2019-10-30   新エネルギー・産業技術総合開発機構,日本電気株式会社,株式会社NTTデータ,株式会社日立製作所,株式会社ゼンリン,日本気象協会,宇宙航空研究開発機構,福島県,南相馬市,福島イノベーション・コースト構想推進機構

NEDOは、ドローンの運航管理システムの開発プロジェクトを推進しており、今般、NEDO、日本電気(株)、(株)NTTデータ、(株)日立製作所、(株)ゼンリン、(一財)日本気象協会、宇宙航空研究開発機構は、福島県、南相馬市、(公財)福島イノベーション・コースト構想推進機構の協力のもと、10月23日から24日に、「福島ロボットテストフィールド」(福島県南相馬市・浪江町)において、ドローン事業者29者が参加した、同一空域で複数事業者のドローンが安全に飛行するための運航管理システムとの相互接続試験を実施し、1時間1平方kmに100フライト以上のドローンの飛行試験に成功しました。

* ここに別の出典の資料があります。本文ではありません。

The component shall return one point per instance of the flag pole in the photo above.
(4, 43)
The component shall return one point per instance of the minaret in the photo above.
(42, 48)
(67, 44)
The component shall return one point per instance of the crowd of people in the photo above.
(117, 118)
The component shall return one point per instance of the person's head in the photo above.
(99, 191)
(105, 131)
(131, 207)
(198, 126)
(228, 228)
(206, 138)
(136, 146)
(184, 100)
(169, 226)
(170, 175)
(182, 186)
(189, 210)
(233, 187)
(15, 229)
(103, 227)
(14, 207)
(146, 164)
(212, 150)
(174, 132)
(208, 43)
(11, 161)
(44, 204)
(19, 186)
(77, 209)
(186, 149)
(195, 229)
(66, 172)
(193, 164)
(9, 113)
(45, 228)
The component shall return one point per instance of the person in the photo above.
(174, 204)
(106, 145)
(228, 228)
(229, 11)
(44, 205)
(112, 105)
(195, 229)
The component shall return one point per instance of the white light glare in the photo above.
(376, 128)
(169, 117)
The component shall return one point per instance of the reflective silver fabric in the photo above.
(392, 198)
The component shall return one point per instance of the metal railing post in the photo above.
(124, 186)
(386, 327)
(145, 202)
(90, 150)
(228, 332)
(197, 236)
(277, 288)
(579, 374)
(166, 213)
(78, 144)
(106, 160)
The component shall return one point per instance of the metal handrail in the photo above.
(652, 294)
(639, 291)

具体的には、福島ロボットテストフィールドの総合管制室に設置した複数のドローン事業者が情報共有するための運航管理統合機能のサーバーや、先般公開した運航管理システムのAPIおよびAPI接続支援サービスを利用して、ドローン運航管理システムの相互接続試験を実施しました。本試験には、NEDOプロジェクト参画の17事業者に加え、プロジェクトに参画していない一般のドローン事業者12社が参画しました。一般のドローン事業者が本試験に参加したことで、運航管理システムの実用性や相互接続に関するセキュリティー対策の有効性が実証できました。

相互接続試験の様子(左)

総合管制室(右)

図1 相互接続試験の様子

1. 概要

国立研究開発法人新エネルギー・産業技術総合開発機構(NEDO)は、同一空域で複数事業者のドローンが安全に飛行するための運航管理システムの開発や、「福島ロボットテストフィールド※1」(福島県南相馬市・浪江町)における運航管理システムの実証試験※2などを実施するプロジェクト※3を進めており、将来的には国際標準への提案を見据え、あらゆるドローン事業者が安心・安全にドローンを運航できる社会を目指しています。
運航管理システムでは、ドローン事業者が運用する「運航管理機能」が、「運航管理統合機能」および「情報提供機能」に接続することで、ドローンの飛行計画やリアルタイムの飛行状況、飛行禁止空域など空域の安全に関する情報などを、他のドローン事業者と共有することが可能となります。
先般、福島ロボットテストフィールドの総合管制室に、複数のドローン事業者が情報共有するための運航管理統合機能を提供するサーバーを設置し、2019年8月30日に稼働しました。また、運航管理システムのAPI(アプリケーション・プログラミング・インターフェース)※4の利用規約の整備などを行いました。これにより、NEDOプロジェクトに参画していない一般のドローン事業者でも、APIを介して本サーバーに接続可能とした、運航管理システムとの相互接続試験の環境を構築しました。※5

今般、NEDO、日本電気株式会社、株式会社NTTデータ、株式会社日立製作所、株式会社ゼンリン、一般財団法人日本気象協会、国立研究開発法人宇宙航空研究開発機構は、福島県、南相馬市、公益財団法人福島イノベーション・コースト構想推進機構の協力のもと、10月23日から24日に、福島ロボットテストフィールドにおいて、運航管理システムの相互接続試験を実施しました。
今回の接続試験ではNEDOプロジェクトに参加する17実施者のドローンと、NEDOプロジェクトに参加していない一般のドローン事業者12社が参画し、2020年代のドローンが普及し社会実装した将来を想定し、1時間1平方kmに100フライト以上のドローンの飛行試験を実施しました。一般のドローン事業者が本試験に参加したことで、運航管理システムの実用性や相互接続に関するセキュリティー対策の有効性が実証できました。
なお、この相互接続試験は、2017年11月22日にNEDOと福島県が締結したロボット・ドローンの実証等に関する協力協定※6、および2019年4月10日にNEDOと南相馬市が締結した福島ロボットテストフィールド等を活用したロボット関連人材育成等に関する協力協定※7に基づいて実施しました。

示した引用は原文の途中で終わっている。